The biliary system includes the gallbladder, liver and pancreas, and forms an essential part of the body's digestive system. Its primary function is to aid digestion and elimination of the body's waste through the controlled release of bile into the duodenum. Bile is released through a network of tube‑like structures called the biliary ducts.

Various disorders can result in narrowing or obstruction of the biliary ducts. The most common are as follows (Hoad‑Robson 2013):

  • Bile or pancreatic duct stones: approximately 15% of the adult population are thought to have gallstone disease (for more information, see the NICE guideline on gallstone disease). Benign or malignant tumours: pancreatic cancer has an incidence rate of 139 cases per million population (Cancer Research UK 2014).

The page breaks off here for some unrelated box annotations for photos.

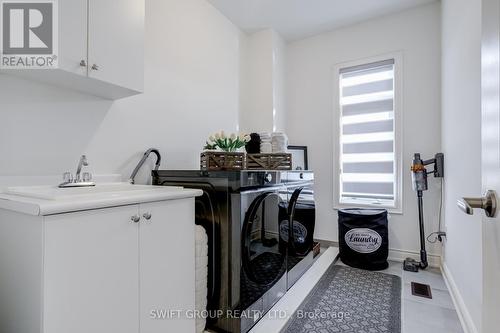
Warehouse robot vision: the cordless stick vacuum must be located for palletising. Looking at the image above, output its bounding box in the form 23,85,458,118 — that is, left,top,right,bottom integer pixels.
403,153,444,272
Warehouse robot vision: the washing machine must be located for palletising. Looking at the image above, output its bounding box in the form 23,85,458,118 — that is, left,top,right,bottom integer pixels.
153,170,315,333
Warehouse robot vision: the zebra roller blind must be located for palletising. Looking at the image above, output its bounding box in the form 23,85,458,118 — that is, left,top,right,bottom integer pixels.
339,59,397,207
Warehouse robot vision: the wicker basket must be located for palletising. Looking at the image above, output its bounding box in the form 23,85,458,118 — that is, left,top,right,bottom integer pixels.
246,153,292,170
200,151,246,171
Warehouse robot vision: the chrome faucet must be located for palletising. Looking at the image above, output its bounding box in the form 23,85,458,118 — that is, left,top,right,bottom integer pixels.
128,148,161,184
75,155,89,182
59,155,95,188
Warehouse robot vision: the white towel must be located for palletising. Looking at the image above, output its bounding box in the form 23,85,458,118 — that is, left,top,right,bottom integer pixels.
195,225,208,333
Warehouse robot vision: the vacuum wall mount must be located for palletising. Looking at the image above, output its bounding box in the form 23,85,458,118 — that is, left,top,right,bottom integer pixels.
403,153,444,272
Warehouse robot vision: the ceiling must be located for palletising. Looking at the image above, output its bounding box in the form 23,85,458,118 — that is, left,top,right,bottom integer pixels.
207,0,435,41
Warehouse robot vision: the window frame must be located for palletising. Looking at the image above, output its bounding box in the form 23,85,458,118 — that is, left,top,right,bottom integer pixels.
333,51,404,214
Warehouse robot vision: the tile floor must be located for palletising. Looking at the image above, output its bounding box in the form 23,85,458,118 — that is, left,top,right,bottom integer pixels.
336,260,463,333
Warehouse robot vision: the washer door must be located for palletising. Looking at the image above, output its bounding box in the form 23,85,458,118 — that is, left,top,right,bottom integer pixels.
241,192,286,287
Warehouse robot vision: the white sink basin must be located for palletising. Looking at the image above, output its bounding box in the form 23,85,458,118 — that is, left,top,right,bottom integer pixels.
4,183,182,200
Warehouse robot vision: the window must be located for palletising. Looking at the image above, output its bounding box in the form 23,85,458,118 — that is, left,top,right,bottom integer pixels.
336,58,401,209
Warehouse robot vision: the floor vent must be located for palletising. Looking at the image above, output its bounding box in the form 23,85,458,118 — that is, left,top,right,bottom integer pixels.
411,282,432,298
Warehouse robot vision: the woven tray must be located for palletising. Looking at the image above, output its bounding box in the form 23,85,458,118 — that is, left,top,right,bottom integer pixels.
246,153,292,170
200,151,246,171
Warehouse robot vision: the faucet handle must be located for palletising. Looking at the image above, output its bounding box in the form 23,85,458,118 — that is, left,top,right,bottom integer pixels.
63,172,74,183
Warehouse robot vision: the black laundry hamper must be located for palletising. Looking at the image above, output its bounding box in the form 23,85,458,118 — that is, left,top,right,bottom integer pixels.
339,208,389,270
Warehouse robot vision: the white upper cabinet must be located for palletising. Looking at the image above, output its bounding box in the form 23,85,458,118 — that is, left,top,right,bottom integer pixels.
1,0,145,99
58,0,87,76
88,0,144,91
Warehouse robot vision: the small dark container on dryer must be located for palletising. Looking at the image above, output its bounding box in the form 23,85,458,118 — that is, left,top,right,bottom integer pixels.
339,208,389,270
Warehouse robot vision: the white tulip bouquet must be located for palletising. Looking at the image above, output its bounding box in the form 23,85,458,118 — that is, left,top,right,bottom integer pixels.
204,131,250,152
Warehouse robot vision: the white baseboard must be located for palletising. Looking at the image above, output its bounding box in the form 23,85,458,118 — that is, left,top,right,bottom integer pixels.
441,262,479,333
316,239,441,268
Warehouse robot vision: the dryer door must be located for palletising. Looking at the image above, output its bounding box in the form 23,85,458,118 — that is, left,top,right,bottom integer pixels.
240,190,286,309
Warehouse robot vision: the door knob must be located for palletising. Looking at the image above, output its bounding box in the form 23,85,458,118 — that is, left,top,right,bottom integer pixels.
457,191,497,217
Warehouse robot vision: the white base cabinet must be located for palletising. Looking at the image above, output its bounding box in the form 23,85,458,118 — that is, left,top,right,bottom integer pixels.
0,198,195,333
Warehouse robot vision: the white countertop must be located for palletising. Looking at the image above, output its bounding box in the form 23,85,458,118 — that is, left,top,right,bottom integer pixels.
0,183,203,215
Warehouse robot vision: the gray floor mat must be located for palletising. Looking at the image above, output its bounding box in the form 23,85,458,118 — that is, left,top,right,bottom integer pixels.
282,265,401,333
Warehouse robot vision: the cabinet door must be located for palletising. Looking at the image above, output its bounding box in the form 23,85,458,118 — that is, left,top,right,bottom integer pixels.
43,206,139,333
88,0,144,91
58,0,87,76
139,199,195,333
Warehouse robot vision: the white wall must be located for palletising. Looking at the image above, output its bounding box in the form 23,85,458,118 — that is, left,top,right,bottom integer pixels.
240,29,286,133
286,3,441,260
240,29,274,133
0,0,240,182
442,0,482,332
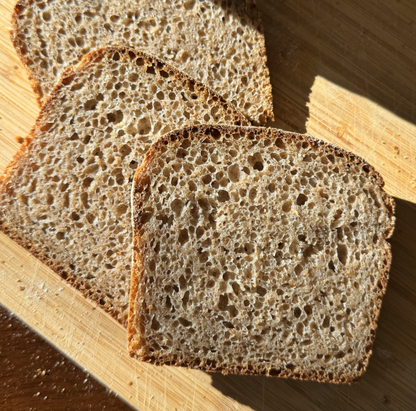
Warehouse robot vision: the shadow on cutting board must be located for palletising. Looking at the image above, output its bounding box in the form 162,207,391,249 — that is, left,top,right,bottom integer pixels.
210,198,416,411
257,0,416,132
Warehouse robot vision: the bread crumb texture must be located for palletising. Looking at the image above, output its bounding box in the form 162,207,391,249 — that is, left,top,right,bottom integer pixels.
11,0,273,123
0,48,247,324
129,126,394,383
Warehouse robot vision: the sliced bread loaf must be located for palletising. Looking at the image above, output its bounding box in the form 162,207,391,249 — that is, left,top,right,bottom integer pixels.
11,0,273,122
128,126,394,383
0,48,246,323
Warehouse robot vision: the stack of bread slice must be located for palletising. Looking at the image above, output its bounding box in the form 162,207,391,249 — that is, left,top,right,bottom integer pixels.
0,0,394,382
11,0,273,123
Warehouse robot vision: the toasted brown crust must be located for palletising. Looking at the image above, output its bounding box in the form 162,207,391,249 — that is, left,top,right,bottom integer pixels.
0,47,250,327
9,0,43,107
128,125,395,384
9,0,275,124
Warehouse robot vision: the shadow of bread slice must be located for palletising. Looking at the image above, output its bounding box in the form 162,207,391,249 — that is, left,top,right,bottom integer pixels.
128,125,394,383
0,48,247,324
11,0,273,123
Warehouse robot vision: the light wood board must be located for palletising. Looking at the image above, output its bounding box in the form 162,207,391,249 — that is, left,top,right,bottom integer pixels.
0,0,416,411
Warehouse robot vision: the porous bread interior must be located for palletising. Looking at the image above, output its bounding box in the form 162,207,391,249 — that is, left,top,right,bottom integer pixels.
0,49,245,323
129,126,394,382
12,0,273,122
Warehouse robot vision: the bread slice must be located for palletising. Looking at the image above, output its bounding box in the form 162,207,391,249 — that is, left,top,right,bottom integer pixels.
128,125,394,383
11,0,273,123
0,48,247,324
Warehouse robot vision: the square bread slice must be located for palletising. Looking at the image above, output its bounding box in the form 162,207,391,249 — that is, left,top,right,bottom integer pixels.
128,125,394,383
0,48,248,325
11,0,273,123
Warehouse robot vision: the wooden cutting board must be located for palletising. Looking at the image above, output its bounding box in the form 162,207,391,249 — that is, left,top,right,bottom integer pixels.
0,0,416,410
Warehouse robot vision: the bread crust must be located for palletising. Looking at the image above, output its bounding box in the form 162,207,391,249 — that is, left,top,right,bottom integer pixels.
9,0,275,124
0,47,250,327
128,125,395,384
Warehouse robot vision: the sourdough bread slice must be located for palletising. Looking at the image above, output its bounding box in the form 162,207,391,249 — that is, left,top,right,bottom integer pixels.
128,125,394,383
0,48,246,324
11,0,273,123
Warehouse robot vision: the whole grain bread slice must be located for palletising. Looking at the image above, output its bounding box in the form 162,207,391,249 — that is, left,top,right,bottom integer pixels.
128,125,395,383
0,48,247,324
11,0,273,123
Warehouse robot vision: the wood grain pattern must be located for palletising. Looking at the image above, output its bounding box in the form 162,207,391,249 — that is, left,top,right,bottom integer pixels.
0,0,416,410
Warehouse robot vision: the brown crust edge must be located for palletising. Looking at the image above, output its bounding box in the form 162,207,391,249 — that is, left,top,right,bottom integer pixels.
128,125,395,384
9,0,274,124
9,0,44,107
0,47,250,327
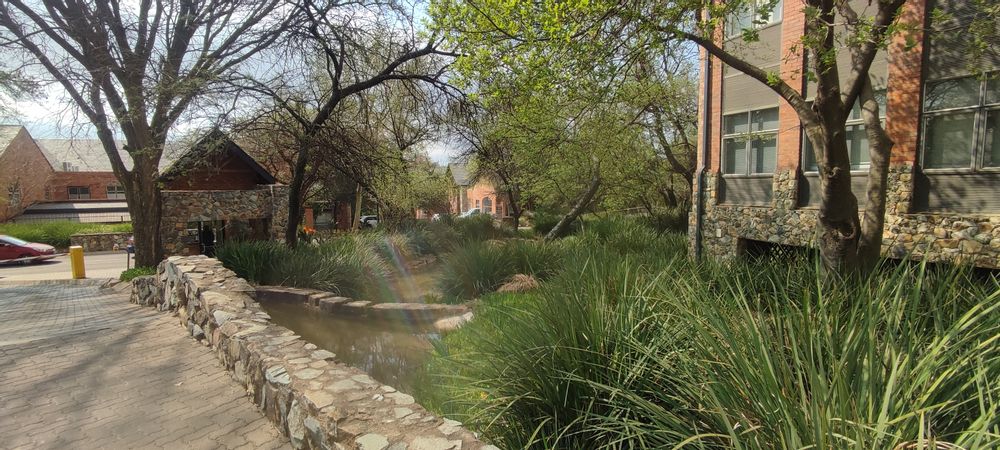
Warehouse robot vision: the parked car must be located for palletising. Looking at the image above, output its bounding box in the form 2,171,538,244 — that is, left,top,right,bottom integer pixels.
0,234,56,262
458,208,483,217
361,216,378,228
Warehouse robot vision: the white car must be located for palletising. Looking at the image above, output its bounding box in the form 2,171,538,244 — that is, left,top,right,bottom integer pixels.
360,216,378,228
458,208,483,217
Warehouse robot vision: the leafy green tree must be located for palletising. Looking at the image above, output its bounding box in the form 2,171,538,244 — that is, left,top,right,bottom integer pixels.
432,0,907,273
0,0,292,266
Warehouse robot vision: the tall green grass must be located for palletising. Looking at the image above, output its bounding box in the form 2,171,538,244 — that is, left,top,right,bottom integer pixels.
0,221,132,248
418,224,1000,449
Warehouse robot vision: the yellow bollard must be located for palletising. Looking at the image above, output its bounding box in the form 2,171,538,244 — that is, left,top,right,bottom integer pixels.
69,245,87,280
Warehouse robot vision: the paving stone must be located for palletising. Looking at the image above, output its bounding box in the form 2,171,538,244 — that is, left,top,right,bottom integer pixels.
0,283,290,449
354,433,389,450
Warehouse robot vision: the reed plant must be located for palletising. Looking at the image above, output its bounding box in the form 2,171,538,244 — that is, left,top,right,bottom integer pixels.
419,234,1000,449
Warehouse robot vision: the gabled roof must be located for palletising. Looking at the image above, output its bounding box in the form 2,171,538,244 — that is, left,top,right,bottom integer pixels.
35,139,180,172
0,125,24,155
160,129,275,184
448,164,471,186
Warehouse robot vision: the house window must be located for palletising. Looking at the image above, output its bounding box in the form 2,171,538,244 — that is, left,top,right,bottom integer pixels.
802,90,886,172
726,0,784,38
7,181,21,208
722,108,778,175
67,186,90,200
108,184,125,200
922,72,1000,170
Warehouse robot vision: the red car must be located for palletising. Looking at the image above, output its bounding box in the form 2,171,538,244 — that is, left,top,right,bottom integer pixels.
0,234,57,261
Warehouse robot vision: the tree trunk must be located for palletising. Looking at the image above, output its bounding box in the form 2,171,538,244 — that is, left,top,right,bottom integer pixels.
858,78,894,273
807,112,861,274
545,170,601,241
285,139,309,247
351,183,361,231
122,162,163,267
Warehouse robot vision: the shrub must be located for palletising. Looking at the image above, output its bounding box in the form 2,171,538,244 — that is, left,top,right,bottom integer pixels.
0,221,132,248
420,239,1000,449
531,211,581,237
118,267,156,281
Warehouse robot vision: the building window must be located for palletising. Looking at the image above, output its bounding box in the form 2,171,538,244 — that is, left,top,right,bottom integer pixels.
108,184,125,200
722,108,778,175
802,90,886,172
922,72,1000,169
726,0,784,38
67,186,90,200
7,181,21,208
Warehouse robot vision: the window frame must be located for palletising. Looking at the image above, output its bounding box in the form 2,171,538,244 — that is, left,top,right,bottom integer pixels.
722,0,785,41
719,104,781,178
104,184,125,200
799,88,889,175
918,71,1000,174
66,186,91,200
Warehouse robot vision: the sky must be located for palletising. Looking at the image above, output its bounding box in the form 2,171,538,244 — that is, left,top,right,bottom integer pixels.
0,84,459,165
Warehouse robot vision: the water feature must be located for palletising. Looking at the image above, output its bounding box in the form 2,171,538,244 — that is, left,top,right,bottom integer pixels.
261,302,438,393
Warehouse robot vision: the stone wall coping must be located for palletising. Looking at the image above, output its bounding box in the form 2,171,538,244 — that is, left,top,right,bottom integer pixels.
132,255,498,450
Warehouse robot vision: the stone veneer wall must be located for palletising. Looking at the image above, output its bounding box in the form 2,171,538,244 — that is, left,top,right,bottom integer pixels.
688,164,1000,269
132,256,496,450
69,233,132,252
160,185,288,255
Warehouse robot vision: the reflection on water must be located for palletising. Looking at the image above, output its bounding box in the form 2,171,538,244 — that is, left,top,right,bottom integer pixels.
261,302,438,393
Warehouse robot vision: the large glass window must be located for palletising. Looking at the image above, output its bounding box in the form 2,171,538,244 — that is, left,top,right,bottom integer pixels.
802,91,886,172
108,184,125,200
722,108,778,175
67,186,90,200
922,73,1000,170
726,0,784,37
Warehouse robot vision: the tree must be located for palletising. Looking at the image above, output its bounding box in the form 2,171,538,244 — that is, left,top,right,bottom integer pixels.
242,0,456,245
434,0,920,273
0,0,291,266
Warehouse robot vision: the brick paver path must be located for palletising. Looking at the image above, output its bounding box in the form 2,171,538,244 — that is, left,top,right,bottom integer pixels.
0,284,288,449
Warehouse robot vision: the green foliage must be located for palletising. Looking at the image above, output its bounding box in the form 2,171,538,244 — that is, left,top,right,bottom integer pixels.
118,267,156,281
0,221,132,248
419,236,1000,449
440,240,564,302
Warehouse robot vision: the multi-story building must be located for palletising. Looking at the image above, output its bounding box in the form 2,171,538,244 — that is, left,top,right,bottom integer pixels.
690,0,1000,268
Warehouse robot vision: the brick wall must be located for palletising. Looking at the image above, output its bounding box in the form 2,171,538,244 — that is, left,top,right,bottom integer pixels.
47,172,121,202
0,128,53,221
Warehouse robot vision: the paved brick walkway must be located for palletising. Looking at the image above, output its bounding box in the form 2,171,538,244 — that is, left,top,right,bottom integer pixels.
0,284,288,449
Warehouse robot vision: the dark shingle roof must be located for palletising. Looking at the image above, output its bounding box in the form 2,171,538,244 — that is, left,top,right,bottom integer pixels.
35,139,180,172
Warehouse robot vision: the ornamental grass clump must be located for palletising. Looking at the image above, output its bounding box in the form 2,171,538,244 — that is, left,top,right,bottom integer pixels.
420,234,1000,449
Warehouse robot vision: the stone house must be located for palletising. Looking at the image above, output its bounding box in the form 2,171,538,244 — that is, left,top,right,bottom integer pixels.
689,0,1000,268
447,163,510,217
160,131,288,255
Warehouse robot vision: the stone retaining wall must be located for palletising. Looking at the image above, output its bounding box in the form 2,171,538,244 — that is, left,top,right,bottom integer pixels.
132,256,496,450
69,233,132,252
688,165,1000,269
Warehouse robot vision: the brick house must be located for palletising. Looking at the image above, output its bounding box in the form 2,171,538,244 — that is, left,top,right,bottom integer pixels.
447,163,510,217
689,0,1000,268
0,125,54,222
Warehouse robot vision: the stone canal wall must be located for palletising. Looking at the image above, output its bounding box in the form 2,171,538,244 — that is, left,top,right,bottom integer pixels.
69,233,132,252
132,256,496,450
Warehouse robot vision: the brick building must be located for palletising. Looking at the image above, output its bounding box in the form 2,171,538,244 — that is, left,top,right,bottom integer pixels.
448,163,510,217
689,0,1000,268
0,125,54,222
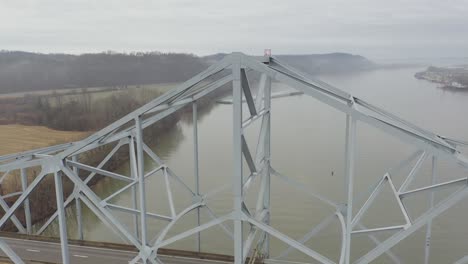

  • Pancreatitis (inflammation of the pancreas): incidence of acute pancreatitis in the UK ranges from 150 to 420 cases per million population (Toh et al. 2000).

  • Primary sclerosing cholangitis (inflammation of the bile ducts), which has an incidence rate of 30 to 48 cases per million population (Card et al. 2008).

Endoscopic retrograde cholangiopancreatography (ERCP) is a procedure used to identify abnormalities in the biliary system. ERCP is done under X‑ray guidance using a duodenoscope (an endoscope designed for examination of the duodenum), which is inserted through the mouth of the patient after they have been sedated. Contrast medium (dye that shows up on X‑ray) is injected through the endoscope to outline the bile, pancreatic and liver ducts so that they can be examined. ERCP is used both to diagnose the narrowing of the biliary ducts and as a procedure to treat the underlying cause. The latter can involve the insertion of a stent (a small mesh tube) to widen a narrowed duct or fragmentation and removal of stones (lithotripsy).

There are 3 main lithotripsy techniques to break up bile or pancreatic duct stones: mechanical, electrohydraulic and laser. Mechanical lithotripsy is done using a metal‑wire basket, used to catch stones. The basket wires are then tightened, which crushes the stones into smaller fragments for removal. In electrohydraulic and laser lithotripsy, a shock wave is delivered directly to the stone (generated by a high voltage spark or a laser beam respectively). The clinician needs to be able to clearly see the biliary ducts when using these lithotripsy techniques in order to avoid damage to the surrounding tissues (Heller 2013).

Approximately 48,000 ERCPs are performed each year in the UK (Green et al. 2007). However, the procedure has limitations, mainly that it cannot provide direct visualisation of the ducts. This is important in cases where the cause of biliary strictures is not known, cases where the distinction between malignant and benign tumours is problematic, and in cases where there are large, difficult to remove stones which may need electrohydraulic or laser lithotripsy.

In cases where direct visualisation of the ducts is necessary, a technique called cholangioscopy is used. To perform standard cholangioscopy, a small‑calibre (less than 4.5 mm) endoscope (referred to as the 'baby' endoscope) is inserted through the working channel of a standard ERCP scope (referred to as the 'mother' endoscope) and into the biliary ducts. For a standard 'mother‑baby' cholangioscopy such as this, 2 endoscopists are needed: 1 to operate the duodenoscope and the other to operate the cholangioscope. Limitations of the procedure include the fragility of the 'baby' scope, its high repair cost, the requirement for 2 endoscopists to be present, and the limited tip deflection which reduces the range of visualisation.

The SpyGlass system is designed to overcome some of the limitations of the 'mother‑baby' technique to improve access to the biliary system and reduce the associated costs.